Recommendation:  5/5

Description of author:  Leonard Verduin received an A.B. from Calvin College, a Th.B. from Calvin Seminary, and an A.M. from the University of Michigan. For twenty years he served the Christian Reformed Church as pastor of the Campus Chapel at the University of Michigan. He was awarded a Fulbright Research Grant in 1950 to study medieval protest movements in the Low Countries. He is the translator of the complete writings of Menno Simons.
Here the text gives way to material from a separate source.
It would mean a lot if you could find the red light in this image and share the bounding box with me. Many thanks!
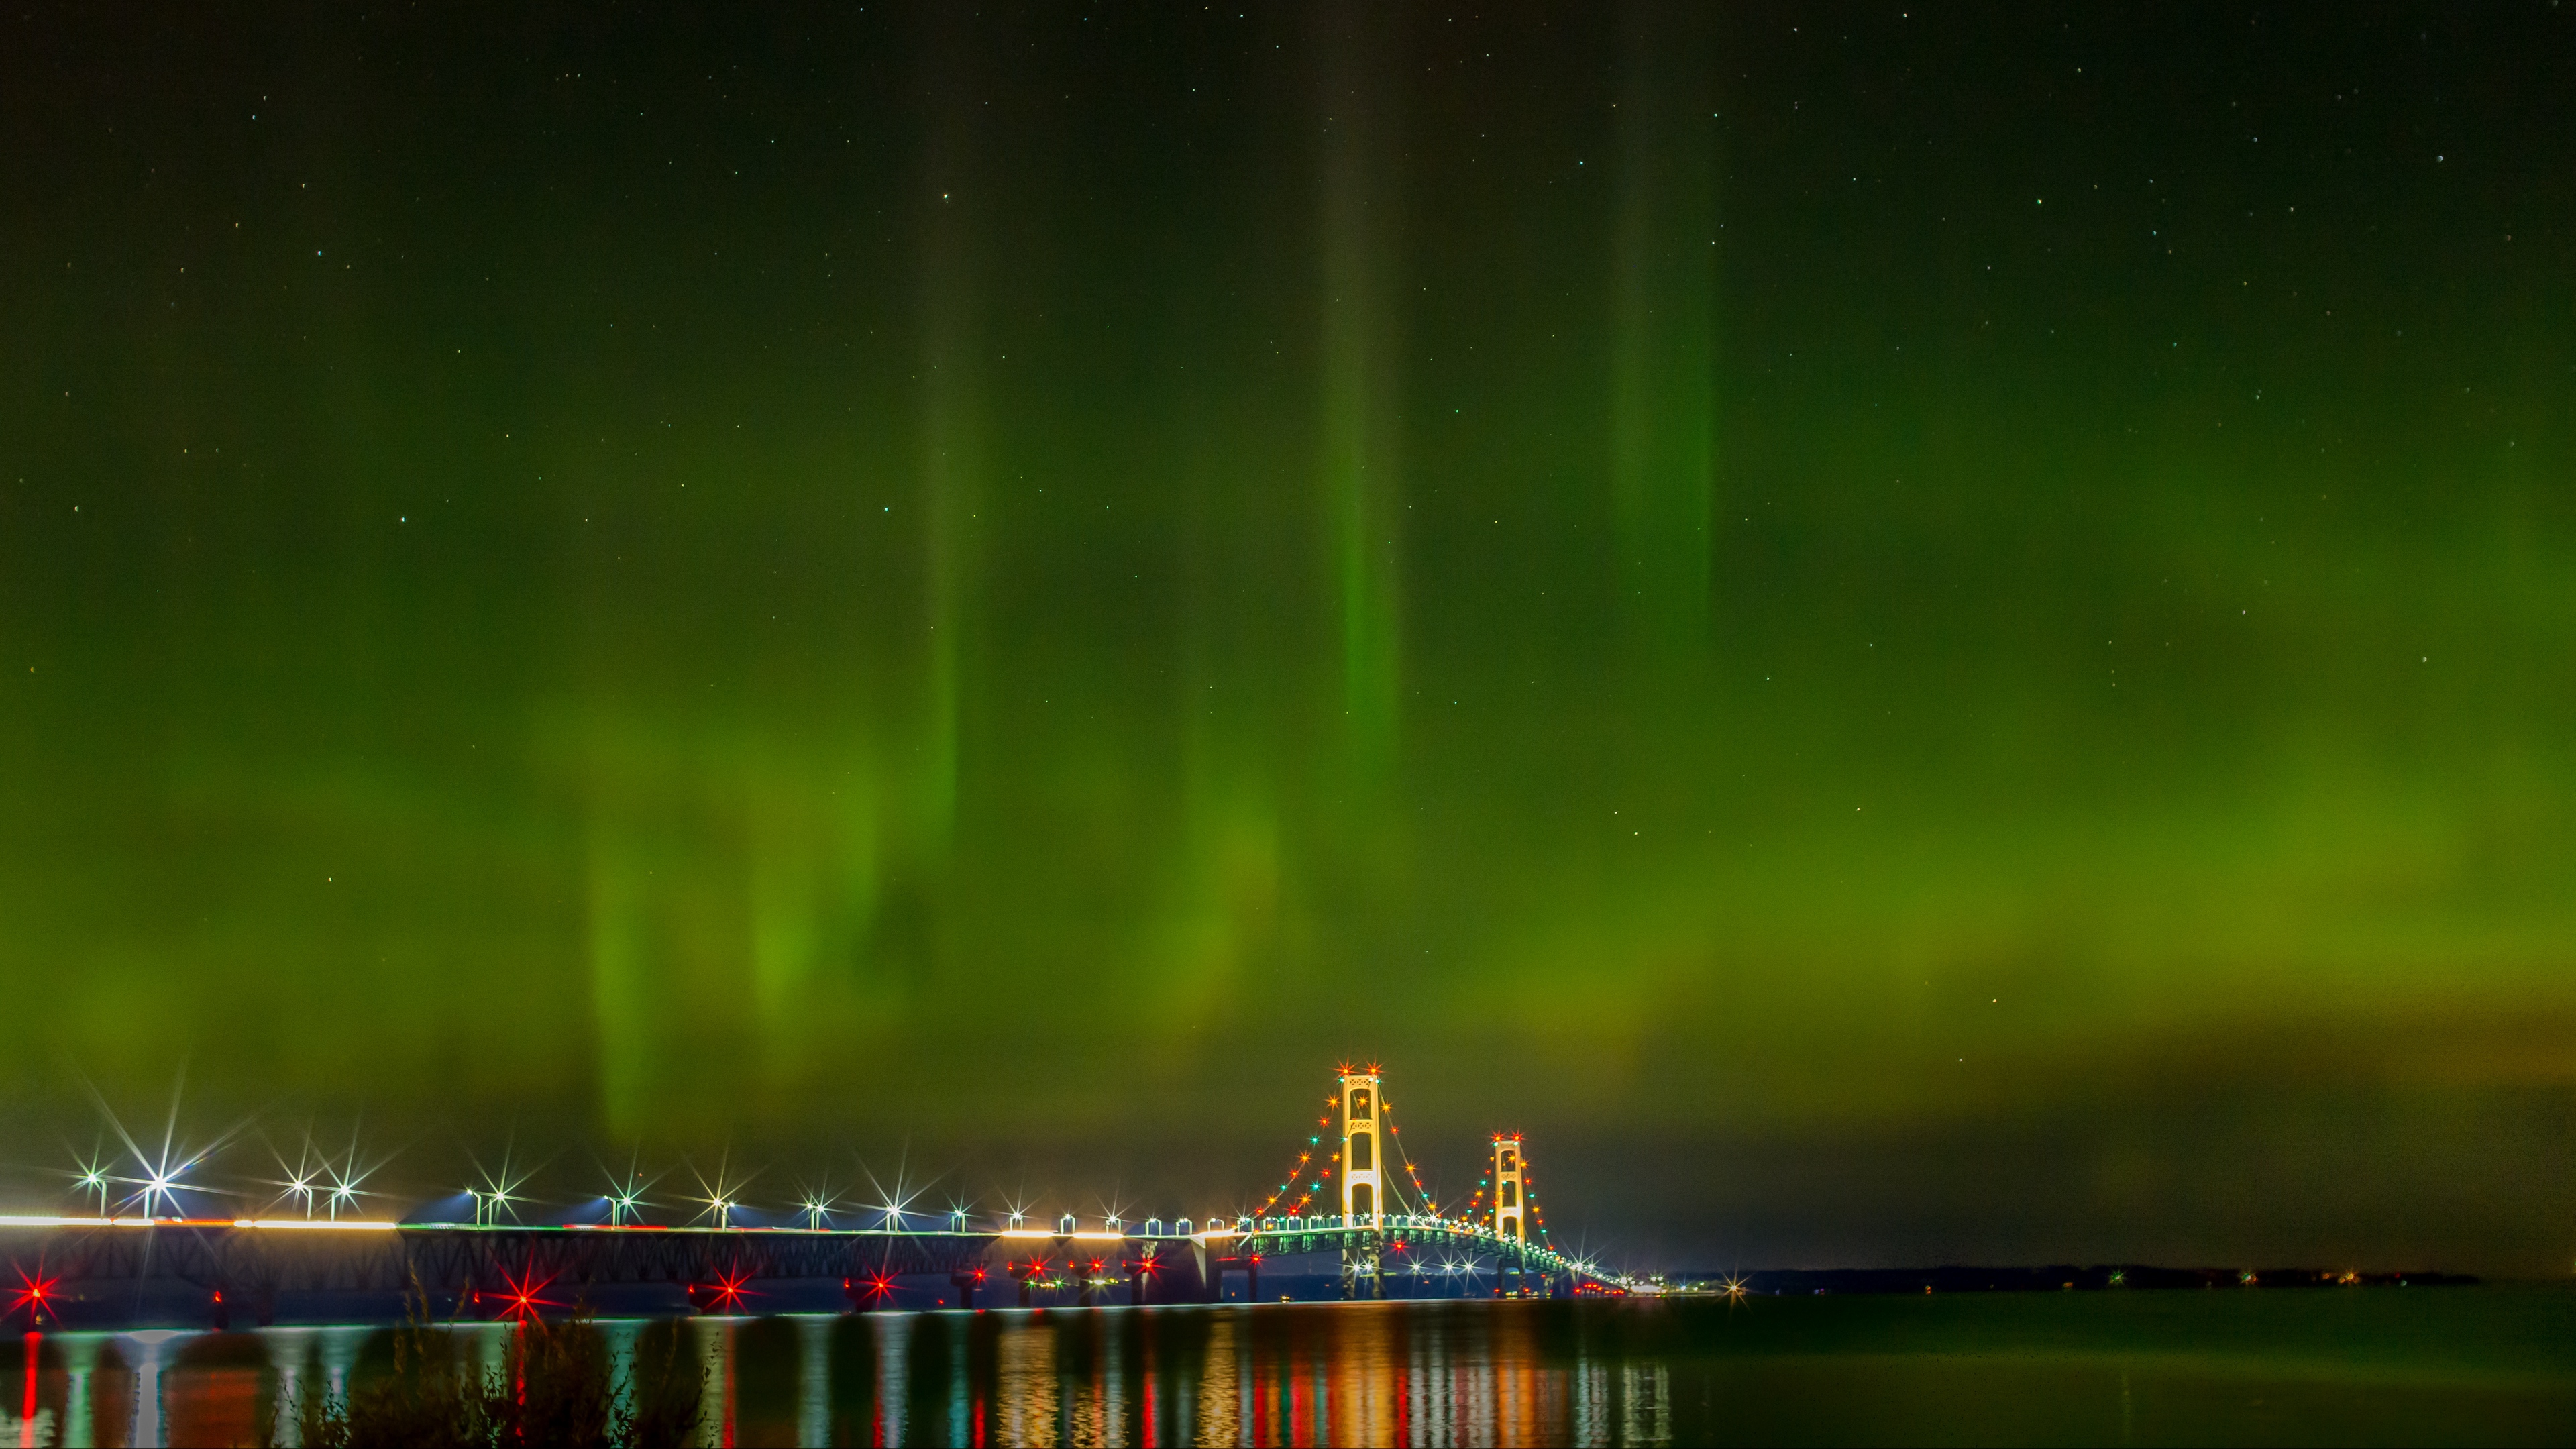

Comments:  The Stepchildren of the Reformers were the Anabaptists.  Verduin explains in great detail and with wonderful insight the differences between the Reformers and the Anabaptists they persecuted.  In one sense the Anabaptists were a product of the Reformation, yet in another sense their roots reach back to the days of Constantine.  Verduin shows that the various names applied to the Anabaptists during the Reformation were used to describe ‘heretics’ throughout the middle ages all the way back to the Donatists of the 4th century.  One by one, he takes each German epithet (Donatisten, Stabler, Catharer, etc.) and explains its significance in relation to the convictions of the Anabaptists and how each conviction was at its core an attack upon the sacral society set up by Constantine in the 4th century.  The Reformers intended to continue this sacral society (state-church society) and therefore sought to exterminate the Anabaptists.  The central issue was believer’s baptism (Anabaptists) versus infant baptism (Reformers), but also included related issues like voluntary church membership (free church) and church discipline (pure church).  Verduin explains the difference:  The Stepchildren believed that the Church of Christ is by definition an element in society, not society as such.  Their opponents, the Reformers as well as the Catholics, were unwilling to go along with this; they continued to look upon the Church as coextensive with society . . . In the one view the Church is Corpus Christi, the body of Christ, which consists of believing folk and them solely; in the other view the Church is Corpus Christianum, the body of a christened society (p. 16-17).   This is a profound book.  It is a book that not only needs to be read, it needs to be thoroughly digested by the American Christian.  In an age when Evangelical Christians are tyring to create or restore a “Christian America” we need to be reminded that we are not called to create a Christian society, we are called to be Christians in society.  If you want to understand the difference between the Baptist and Reformed views of the church, this is a book you need to read.